Part of a bidder’s government proposal writing efforts is to make sure that it follows the bid submission directions in the solicitation. As obvious as this may sound, companies have been known to make mistakes and cause their proposals to be rejected by the contracting agency.
In a recent case, GAO sustained a bid protest that challenged the agency’s decision to the reject the contractor’s proposal since it was submitted to an incorrect location.
Although you may follow the RFP’s instructions, an agency may then change the bid submission location after you have already submitted the proposal. At least, if you follow the RFP requirements, you could still stand a chance of winning a bid protest.

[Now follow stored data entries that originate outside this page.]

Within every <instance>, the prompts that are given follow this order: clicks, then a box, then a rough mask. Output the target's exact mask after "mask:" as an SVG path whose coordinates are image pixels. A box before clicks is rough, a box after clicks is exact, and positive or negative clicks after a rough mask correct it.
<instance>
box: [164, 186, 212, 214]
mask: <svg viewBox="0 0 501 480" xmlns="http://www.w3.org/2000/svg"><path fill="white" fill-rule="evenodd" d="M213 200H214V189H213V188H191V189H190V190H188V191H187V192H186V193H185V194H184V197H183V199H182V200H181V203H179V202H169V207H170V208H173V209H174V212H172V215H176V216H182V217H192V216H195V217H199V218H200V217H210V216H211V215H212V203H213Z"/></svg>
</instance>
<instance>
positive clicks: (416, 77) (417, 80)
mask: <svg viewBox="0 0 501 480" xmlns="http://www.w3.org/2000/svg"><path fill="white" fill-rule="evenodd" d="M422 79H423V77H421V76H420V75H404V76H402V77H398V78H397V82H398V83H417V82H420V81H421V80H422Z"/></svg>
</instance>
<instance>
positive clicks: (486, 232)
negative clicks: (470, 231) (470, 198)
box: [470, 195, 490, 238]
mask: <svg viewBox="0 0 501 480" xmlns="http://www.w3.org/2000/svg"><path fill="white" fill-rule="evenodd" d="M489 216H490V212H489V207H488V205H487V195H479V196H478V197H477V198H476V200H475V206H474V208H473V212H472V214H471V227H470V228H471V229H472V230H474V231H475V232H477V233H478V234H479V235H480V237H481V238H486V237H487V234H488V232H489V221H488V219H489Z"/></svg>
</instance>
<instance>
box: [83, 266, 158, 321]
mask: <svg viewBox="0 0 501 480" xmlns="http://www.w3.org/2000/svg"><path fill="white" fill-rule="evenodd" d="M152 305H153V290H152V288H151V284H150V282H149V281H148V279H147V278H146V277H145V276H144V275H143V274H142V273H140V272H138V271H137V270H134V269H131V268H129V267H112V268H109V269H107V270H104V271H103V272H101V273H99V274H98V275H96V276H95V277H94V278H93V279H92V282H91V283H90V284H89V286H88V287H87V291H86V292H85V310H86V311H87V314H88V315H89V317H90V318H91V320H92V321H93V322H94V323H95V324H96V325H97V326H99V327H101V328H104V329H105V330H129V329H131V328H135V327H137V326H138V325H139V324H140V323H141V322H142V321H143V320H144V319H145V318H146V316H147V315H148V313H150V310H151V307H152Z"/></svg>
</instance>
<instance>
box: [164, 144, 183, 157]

Common Government Mistakes
In the case above, the contractor submitted its proposal according to the solicitation’s terms. Then the agency changed the submission location. The offeror had already submitted its proposal.
GAO agreed that the contracting agency was in possession of the bidder’s complete proposal before the deadline for bid submission and that the proposal was out of the contractor’s control and, therefore, could not have been altered or revised after the deadline for proposal submission had passed.
Government proposal writing and bid submission requirements go hand-in-hand. Not all companies will be this lucky when they file a protest.
The best way to make sure that you follow the RFP requirements is to develop a compliance matrix. You should avoid the temptation of only reviewing Sections L and M as most companies do when they initiate the proposal writing phase. See helpful information about bid and proposal costs in protest litigation.
As part of your government proposal writing compliance efforts, always make sure that you set your company up to receive prompt notification of amendments to the solicitation. This can avoid non-compliance disputes and having to deal with government mistakes.